Changes at Twitter Challenged
Twitter cut more than 950 California employees after Musk took over, a Worker Adjustment and Retraining Notification Act (WARN) notice showed. In three different California WARN notice letters, signed by Twitter's human resources department—but no executives—the company wrote: "Affected employees will be paid all wages and other benefits to which they are entitled through their date of termination." Permanent terminations are expected to begin in January 2023, according to the WARN notices.
Twitter notified affected employees on Nov. 4. Many workers described losing access to e-mail and other internal systems at Twitter overnight on Nov. 3.
Twitter was sued Nov. 3 by former employees in a proposed class action by those who claimed employees were not given proper notice.
In total, approximately 3,700 employees were laid off—almost half of Twitter's staff. Now dozens are reportedly being asked to return as they were laid off "by mistake."
(CNBC), (TechCrunch+) and (Bloomberg)
Avoid Costly Mistakes in Layoffs
Without careful planning, layoffs can result in costly errors.
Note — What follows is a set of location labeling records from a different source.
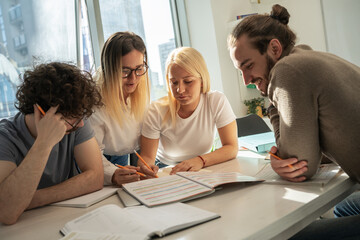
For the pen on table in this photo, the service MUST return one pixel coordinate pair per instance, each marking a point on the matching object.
(138, 173)
(40, 109)
(289, 165)
(144, 161)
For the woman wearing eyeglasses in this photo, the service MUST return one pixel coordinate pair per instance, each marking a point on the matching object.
(180, 129)
(124, 86)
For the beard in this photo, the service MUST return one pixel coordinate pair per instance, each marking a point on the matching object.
(270, 64)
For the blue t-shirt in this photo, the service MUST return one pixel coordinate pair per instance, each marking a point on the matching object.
(16, 140)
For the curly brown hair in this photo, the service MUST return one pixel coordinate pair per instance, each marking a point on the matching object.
(60, 84)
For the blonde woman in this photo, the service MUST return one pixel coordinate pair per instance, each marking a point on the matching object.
(180, 128)
(124, 85)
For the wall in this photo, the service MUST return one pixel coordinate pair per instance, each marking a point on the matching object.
(210, 22)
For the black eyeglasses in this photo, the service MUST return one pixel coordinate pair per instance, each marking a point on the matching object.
(74, 126)
(139, 71)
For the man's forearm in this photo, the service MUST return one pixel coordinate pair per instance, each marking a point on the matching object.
(86, 182)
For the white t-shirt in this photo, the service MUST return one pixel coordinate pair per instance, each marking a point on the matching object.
(114, 139)
(192, 136)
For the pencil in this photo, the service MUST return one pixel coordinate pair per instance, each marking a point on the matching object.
(138, 173)
(144, 161)
(40, 109)
(289, 165)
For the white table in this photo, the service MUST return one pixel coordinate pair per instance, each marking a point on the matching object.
(248, 211)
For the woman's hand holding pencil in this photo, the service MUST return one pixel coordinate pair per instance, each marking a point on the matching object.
(290, 169)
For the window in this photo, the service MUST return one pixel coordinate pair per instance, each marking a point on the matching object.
(32, 31)
(37, 31)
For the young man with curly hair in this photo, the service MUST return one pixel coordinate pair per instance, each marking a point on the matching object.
(48, 152)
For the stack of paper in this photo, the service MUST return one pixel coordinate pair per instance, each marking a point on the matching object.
(261, 142)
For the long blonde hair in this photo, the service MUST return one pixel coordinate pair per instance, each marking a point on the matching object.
(191, 61)
(109, 77)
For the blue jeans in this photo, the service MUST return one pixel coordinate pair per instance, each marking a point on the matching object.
(121, 160)
(349, 206)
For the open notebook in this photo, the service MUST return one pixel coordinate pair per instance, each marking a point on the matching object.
(138, 222)
(324, 174)
(182, 187)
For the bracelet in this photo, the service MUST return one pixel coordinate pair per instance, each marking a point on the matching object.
(202, 159)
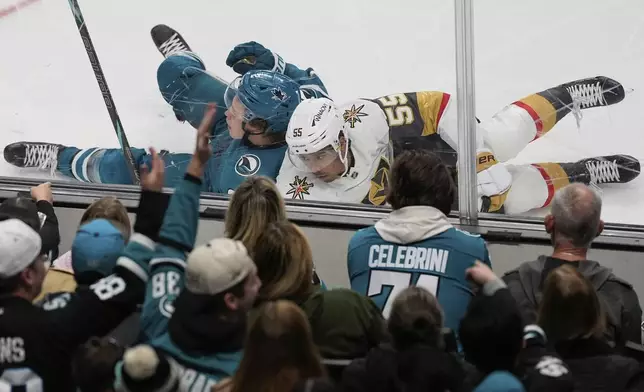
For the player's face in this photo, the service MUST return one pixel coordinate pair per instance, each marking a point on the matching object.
(234, 119)
(326, 163)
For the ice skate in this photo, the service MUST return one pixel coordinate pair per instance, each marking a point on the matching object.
(594, 92)
(611, 169)
(168, 41)
(33, 155)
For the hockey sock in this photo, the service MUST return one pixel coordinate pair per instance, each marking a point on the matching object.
(556, 176)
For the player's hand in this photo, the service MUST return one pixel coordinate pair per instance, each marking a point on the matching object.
(152, 179)
(42, 192)
(252, 55)
(480, 273)
(493, 181)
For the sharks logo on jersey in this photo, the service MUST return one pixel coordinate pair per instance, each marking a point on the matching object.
(248, 165)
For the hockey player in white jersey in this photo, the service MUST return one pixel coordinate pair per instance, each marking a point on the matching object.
(343, 152)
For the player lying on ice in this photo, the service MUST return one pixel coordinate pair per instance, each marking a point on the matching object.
(343, 152)
(247, 139)
(413, 120)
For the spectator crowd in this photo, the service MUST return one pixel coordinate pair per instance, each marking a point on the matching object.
(142, 308)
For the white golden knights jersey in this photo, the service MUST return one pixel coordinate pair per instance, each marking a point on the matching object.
(377, 130)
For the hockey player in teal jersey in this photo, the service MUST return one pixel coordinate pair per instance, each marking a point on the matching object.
(187, 86)
(196, 301)
(415, 244)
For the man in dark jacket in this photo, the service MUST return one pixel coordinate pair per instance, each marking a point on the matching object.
(499, 346)
(574, 222)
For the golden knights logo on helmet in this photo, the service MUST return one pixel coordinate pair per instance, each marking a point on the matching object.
(248, 165)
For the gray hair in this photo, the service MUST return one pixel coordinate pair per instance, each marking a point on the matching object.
(576, 209)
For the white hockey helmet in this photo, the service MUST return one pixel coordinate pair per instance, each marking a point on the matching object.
(313, 135)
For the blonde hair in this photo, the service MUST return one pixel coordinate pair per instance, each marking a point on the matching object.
(284, 263)
(255, 204)
(570, 308)
(112, 209)
(278, 350)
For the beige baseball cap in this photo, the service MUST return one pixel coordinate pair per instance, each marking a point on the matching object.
(19, 247)
(217, 266)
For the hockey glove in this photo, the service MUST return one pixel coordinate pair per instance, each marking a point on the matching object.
(493, 182)
(251, 55)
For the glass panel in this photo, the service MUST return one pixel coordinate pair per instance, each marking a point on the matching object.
(359, 49)
(563, 68)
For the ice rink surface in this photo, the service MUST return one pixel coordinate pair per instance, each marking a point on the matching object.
(360, 48)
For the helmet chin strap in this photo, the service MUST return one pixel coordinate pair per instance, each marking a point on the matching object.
(247, 132)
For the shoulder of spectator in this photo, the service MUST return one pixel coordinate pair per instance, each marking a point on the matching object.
(625, 285)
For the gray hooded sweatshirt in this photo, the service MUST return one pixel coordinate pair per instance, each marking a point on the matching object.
(621, 303)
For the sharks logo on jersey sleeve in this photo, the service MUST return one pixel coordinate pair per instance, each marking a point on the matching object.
(248, 165)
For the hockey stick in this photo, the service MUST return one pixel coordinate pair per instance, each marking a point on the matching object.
(102, 84)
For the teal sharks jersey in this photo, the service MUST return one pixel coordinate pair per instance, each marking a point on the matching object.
(381, 269)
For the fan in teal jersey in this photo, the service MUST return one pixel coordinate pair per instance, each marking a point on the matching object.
(196, 300)
(415, 244)
(268, 91)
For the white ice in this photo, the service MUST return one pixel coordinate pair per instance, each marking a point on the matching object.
(360, 48)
Avoid common errors some employers make when conducting layoffs. Make time to limit liability. And stay in line with federal, state and local WARN laws.
(SHRM Online), (SHRM Online) and (SHRM Online)
Musk's Schedule Questioned
In the shareholder's lawsuit, the compensation package was characterized as unjust because Musk allegedly is a "part-time CEO." Musk once stated he worked at Tesla Tuesday, Wednesday and Friday, and spent Mondays and Thursdays at SpaceX.
Tesla has responded by pointing out that the package delivered a 10-fold increase in value to shareholders.
(CBT News)
'Minimal Time' at Tesla
Tesla's board chair said the "minimal time" Musk was at Tesla was "becoming more and more problematic" in a 2018 e-mail to the Tesla chief people officer.
The company has argued the package was not about requiring Musk to punch a clock and be onsite specific hours each week, but to hit "audacious" targets, enriching Musk and shareholders.
(Reuters)
CEO of Several Companies
Aside from Tesla, Musk is CEO of SpaceX, the Boring Company and Neuralink. He said on Oct. 31 that he will become CEO of Twitter.
The 2018 pay package allegedly did not achieve its stated purpose of getting Musk to focus on Tesla. But there were no provisions requiring Musk to devote time or attention to Tesla, nor were there provisions limiting Musk's allocation of time or attention to other endeavors.